L’essentiel : les anciens négociateurs de l’Open Vld confirment ce que dit Dermine.
- Etonnamment, dans les couloirs de l’Open Vld, cette analyse de Dermine est confirmée depuis beaucoup plus longtemps. Des sources haut placées au sein de l’équipe de libéraux flamands qui était à la table des négociations pour l’arc-en-ciel, en novembre, confirment pleinement la thèse de Dermine : ‘Paul et Gwendolyn ont posé 80% du cadre en novembre. Bien sûr, les 20 % restants sont les plus difficiles, sans oublier la crise Corona. Mais de toute façon, la base était là et elle est restée la même.
- C’est frappant, parce que le président de l’Open Vld, Egbert Lachaert, a toujours affirmé que la proposition de la bourguignonne, en été, – dans laquelle Bart De Wever (N-VA) et Paul Magnette (PS) ont joué un grand rôle – était ‘presque communiste’.

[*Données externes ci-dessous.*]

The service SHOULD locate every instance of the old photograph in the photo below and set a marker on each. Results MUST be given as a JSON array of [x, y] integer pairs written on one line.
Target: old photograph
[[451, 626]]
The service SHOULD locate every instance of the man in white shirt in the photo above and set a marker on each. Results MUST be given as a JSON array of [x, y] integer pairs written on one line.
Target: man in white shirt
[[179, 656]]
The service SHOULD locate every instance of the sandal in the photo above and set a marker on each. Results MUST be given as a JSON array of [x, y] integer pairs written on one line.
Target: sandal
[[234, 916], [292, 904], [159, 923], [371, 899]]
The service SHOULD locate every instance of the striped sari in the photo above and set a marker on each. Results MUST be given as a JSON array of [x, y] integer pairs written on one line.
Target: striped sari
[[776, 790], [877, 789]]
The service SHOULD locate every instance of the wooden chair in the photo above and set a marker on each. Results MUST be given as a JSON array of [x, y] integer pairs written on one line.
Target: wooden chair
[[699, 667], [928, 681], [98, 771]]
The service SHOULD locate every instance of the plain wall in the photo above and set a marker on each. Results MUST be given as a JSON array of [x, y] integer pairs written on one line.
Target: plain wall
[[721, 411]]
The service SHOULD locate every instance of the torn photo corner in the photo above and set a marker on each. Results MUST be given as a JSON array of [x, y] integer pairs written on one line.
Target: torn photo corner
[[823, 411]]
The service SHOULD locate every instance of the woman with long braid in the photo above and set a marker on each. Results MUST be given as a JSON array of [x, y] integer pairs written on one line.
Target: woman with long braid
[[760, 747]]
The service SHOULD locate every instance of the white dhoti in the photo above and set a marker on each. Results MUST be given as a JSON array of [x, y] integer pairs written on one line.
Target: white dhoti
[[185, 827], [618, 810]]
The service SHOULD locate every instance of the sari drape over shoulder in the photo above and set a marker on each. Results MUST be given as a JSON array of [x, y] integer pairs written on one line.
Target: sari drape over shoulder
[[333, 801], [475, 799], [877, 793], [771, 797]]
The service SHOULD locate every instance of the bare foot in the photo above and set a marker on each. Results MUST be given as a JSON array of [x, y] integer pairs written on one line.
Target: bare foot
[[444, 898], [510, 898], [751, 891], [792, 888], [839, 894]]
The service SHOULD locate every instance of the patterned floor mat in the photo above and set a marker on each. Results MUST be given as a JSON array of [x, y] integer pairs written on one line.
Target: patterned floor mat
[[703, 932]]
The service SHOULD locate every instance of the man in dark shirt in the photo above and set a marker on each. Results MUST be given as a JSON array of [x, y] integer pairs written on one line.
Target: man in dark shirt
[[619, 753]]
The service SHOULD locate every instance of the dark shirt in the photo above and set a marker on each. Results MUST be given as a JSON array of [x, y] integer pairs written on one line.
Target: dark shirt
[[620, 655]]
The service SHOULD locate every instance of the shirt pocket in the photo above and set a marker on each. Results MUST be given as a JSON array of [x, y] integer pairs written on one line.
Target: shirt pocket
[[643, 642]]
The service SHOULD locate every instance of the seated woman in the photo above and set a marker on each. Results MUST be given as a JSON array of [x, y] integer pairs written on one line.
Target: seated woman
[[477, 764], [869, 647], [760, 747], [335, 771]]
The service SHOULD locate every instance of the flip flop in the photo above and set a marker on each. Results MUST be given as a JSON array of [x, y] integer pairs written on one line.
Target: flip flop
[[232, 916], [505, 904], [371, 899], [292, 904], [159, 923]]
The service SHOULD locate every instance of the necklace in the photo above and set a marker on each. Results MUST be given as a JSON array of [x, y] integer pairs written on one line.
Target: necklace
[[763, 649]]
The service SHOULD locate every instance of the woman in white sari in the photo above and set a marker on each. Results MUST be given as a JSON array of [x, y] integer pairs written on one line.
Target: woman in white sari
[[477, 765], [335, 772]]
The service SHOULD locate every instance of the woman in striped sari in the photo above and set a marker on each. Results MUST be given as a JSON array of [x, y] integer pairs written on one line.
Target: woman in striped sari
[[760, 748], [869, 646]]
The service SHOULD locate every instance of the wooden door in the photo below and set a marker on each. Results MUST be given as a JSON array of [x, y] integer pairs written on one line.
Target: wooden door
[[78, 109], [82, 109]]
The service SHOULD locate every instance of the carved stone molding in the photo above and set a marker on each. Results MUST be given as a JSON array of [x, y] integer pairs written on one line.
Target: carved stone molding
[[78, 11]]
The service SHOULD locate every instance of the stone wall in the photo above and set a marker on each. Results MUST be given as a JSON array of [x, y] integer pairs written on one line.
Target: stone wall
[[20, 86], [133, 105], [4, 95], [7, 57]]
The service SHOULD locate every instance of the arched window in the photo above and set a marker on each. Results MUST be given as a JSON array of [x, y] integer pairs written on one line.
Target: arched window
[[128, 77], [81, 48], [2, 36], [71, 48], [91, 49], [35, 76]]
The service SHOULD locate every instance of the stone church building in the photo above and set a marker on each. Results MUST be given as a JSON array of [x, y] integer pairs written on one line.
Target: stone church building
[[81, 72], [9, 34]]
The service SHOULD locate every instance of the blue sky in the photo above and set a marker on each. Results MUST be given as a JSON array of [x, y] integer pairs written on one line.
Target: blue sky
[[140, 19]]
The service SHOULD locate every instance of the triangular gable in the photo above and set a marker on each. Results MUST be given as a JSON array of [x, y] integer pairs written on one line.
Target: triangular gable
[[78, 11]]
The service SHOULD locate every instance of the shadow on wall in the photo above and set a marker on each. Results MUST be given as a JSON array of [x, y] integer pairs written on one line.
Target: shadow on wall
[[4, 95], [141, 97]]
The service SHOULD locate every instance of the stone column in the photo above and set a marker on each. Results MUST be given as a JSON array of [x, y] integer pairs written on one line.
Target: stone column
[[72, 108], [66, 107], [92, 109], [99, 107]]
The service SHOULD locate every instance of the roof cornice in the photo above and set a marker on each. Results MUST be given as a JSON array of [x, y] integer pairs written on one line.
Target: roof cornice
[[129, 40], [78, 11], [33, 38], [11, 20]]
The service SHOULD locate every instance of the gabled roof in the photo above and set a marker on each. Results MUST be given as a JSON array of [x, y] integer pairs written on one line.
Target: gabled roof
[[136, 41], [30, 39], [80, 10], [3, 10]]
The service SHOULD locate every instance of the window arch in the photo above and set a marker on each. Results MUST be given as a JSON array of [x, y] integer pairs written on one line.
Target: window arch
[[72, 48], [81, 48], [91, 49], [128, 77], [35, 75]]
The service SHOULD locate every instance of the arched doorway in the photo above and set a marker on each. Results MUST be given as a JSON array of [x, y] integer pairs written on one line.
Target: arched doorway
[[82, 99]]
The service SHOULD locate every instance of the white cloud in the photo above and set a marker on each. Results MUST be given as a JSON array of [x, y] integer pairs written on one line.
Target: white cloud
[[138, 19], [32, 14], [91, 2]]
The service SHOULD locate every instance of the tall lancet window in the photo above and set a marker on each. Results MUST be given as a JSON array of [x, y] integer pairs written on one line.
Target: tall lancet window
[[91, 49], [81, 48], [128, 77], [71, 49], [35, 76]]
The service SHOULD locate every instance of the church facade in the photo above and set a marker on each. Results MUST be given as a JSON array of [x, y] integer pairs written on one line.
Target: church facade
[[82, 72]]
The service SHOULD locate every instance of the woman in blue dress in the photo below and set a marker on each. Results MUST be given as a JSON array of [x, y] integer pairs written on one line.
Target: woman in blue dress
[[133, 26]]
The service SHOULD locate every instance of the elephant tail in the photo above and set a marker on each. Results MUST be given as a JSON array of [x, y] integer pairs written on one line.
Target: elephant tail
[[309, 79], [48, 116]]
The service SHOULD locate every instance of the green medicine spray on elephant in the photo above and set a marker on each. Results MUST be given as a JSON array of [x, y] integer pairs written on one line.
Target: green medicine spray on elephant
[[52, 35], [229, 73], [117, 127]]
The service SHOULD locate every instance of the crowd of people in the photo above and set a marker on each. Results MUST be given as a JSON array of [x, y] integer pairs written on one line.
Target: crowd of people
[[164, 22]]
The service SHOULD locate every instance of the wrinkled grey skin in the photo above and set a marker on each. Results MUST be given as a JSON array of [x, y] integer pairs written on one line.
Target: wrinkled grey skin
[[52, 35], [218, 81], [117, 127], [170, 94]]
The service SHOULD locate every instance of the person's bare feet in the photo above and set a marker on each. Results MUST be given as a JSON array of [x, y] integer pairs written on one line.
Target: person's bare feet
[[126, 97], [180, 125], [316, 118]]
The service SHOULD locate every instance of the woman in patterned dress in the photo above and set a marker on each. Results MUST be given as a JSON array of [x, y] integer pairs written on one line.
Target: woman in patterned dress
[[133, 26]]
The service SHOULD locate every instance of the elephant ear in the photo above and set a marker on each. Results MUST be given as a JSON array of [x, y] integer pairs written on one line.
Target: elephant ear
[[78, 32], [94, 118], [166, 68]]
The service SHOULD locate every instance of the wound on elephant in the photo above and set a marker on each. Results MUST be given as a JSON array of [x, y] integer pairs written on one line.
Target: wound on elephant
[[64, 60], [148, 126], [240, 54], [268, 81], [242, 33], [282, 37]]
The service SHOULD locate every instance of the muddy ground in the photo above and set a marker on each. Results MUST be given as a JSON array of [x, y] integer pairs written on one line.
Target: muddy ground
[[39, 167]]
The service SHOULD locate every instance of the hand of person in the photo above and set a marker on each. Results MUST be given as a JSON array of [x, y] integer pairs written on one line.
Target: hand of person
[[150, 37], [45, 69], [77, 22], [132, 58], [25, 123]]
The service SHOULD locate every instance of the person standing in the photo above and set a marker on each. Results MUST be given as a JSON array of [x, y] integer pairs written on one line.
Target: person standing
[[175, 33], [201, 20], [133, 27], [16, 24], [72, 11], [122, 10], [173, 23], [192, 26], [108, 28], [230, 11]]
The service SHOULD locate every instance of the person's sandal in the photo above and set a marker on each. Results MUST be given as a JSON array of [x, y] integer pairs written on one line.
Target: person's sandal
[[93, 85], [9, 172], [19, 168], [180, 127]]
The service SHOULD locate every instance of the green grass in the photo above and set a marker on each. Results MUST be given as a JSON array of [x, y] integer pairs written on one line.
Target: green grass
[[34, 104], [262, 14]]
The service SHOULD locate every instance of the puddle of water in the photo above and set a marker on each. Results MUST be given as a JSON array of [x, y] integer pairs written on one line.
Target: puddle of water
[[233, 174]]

- Selon Lachaert, De Wever avait fait trop de concessions aux socialistes en échange d’une réforme de l’État. La N-VA l’a toujours nié avec véhémence. Des réductions d’impôts fermes étaient également prévues, notamment dans le domaine de la fiscalité.
- Mais au final, Open Vld s’est largement rabattu sur la note de 2019 de Magnette au niveau du contenu, lorsque la Vivaldi s’est présentée. Le choix de Vivaldi était-il alors davantage inspiré par le plan de carrière des dirigeants des libéraux flamands ?
- Lachaert a également parlé cet été là du ‘manque de respect’ de la N-VA et du PS pour son parti. Dans ce ‘petit’ gouvernement bourguignon – il y avait de la place pour 10 à 12 ministres – l’Open Vld ne pouvait obtenir qu’un seul beau portefeuille : celui des Finances était offert à De Croo. Mais c’était tout.
- Lachaert refuse alors farouchement, ce qui provoque l’échec du gouvernement bourguignon : un pari qui s’avère payant. Aujourd’hui, l’Open Vld détient le poste de Premier ministre, ainsi qu’un vice-premier ministre et ministre de la Justice avec Vincent Van Quickenborne (Open Vld). À l’époque, il était, plus encore que De Croo et Lachaert, le plus farouche opposant au plan arc-en-ciel de Magnette et Rutten.